Ciudad del Vaticano.- El papa León XIV nombró al arzobispo Gabriele Giordano Caccia como nuevo nuncio apostólico en Estados Unidos, según informó este sábado la Oficina de Prensa de la Santa Sede. El designado se desempeñaba desde 2019 como Observador permanente de la Santa Sede ante las Naciones Unidas (ONU) en Nueva York.
Caccia sucede al cardenal francés Christophe Pierre, quien presentó su renuncia al cumplir 80 años el pasado 30 de enero. El nuevo representante pontificio llega a Washington en un año emblemático: 2026 marca el 250 aniversario de la fundación de Estados Unidos.
Caccia declaró sentirse "honrado y profundamente agradecido por la decisión del Santo Padre" de nombrarlo nuncio en el país y la Iglesia donde el propio Papa "nació y creció". El pontífice, originario de Chicago, conoce de primera mano la realidad eclesial y social de la nación.
El nuevo nuncio recibe esta misión con alegría y entusiasmo: una misión al servicio de la comunión y la paz, que comienza precisamente en el año del 250 aniversario de la independencia estadounidense. Caccia se mostró alentado por la calidez y la apertura que ya ha experimentado en la Iglesia local, la gente y las instituciones del país, a quienes conoció durante sus años de servicio en las Naciones Unidas.

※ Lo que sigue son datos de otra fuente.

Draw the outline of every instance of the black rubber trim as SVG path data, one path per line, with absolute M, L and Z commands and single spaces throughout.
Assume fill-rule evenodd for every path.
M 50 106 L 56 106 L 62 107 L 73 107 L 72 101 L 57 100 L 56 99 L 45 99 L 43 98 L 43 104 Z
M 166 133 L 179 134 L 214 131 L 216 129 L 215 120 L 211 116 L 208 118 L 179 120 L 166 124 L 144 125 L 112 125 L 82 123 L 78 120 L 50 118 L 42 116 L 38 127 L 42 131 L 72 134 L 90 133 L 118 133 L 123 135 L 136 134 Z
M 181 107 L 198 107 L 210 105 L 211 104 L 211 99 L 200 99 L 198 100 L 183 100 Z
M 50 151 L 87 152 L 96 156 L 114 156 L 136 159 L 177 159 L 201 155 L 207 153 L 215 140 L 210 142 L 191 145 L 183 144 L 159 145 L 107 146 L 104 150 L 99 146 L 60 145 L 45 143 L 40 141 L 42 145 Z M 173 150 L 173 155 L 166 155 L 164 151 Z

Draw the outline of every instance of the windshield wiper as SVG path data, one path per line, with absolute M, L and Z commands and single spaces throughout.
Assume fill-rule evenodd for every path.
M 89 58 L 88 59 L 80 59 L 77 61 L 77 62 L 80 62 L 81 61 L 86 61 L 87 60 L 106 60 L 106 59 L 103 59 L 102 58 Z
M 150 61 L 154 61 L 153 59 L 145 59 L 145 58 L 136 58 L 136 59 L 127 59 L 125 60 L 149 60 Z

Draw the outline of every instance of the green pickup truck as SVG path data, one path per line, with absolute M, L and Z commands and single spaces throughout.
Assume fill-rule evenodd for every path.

Gabriele Giordano Caccia nació en Milán el 24 de febrero de 1958. Fue ordenado sacerdote en 1983 por el cardenal Carlo Maria Martini y ejerció su ministerio en la parroquia de San Giovanni Bosco de Milán hasta 1986. Ingresó en la Pontificia Academia Eclesiástica de Roma, donde obtuvo un Doctorado en Teología y una Licenciatura en Derecho Canónico por la Pontificia Universidad Gregoriana.
Su carrera diplomática comenzó en 1991, cuando ingresó al servicio diplomático de la Santa Sede y fue destinado a la Representación Pontificia en Tanzania. En 1993, fue llamado a servir en la Sección de Asuntos Generales de la Secretaría de Estado, en la Secretaría del Sustituto. En 2002, fue nombrado Asesor para Asuntos Generales de la Secretaría de Estado.
En julio de 2009, el papa Benedicto XVI lo nombró Nuncio Apostólico en el Líbano y Arzobispo-Obispo Titular de Sepino. Recibió la ordenación episcopal del mismo pontífice el 12 de septiembre de 2009. En 2017, el papa Francisco lo designó Nuncio en Filipinas y, en 2019, Observador Permanente de la Santa Sede ante la ONU.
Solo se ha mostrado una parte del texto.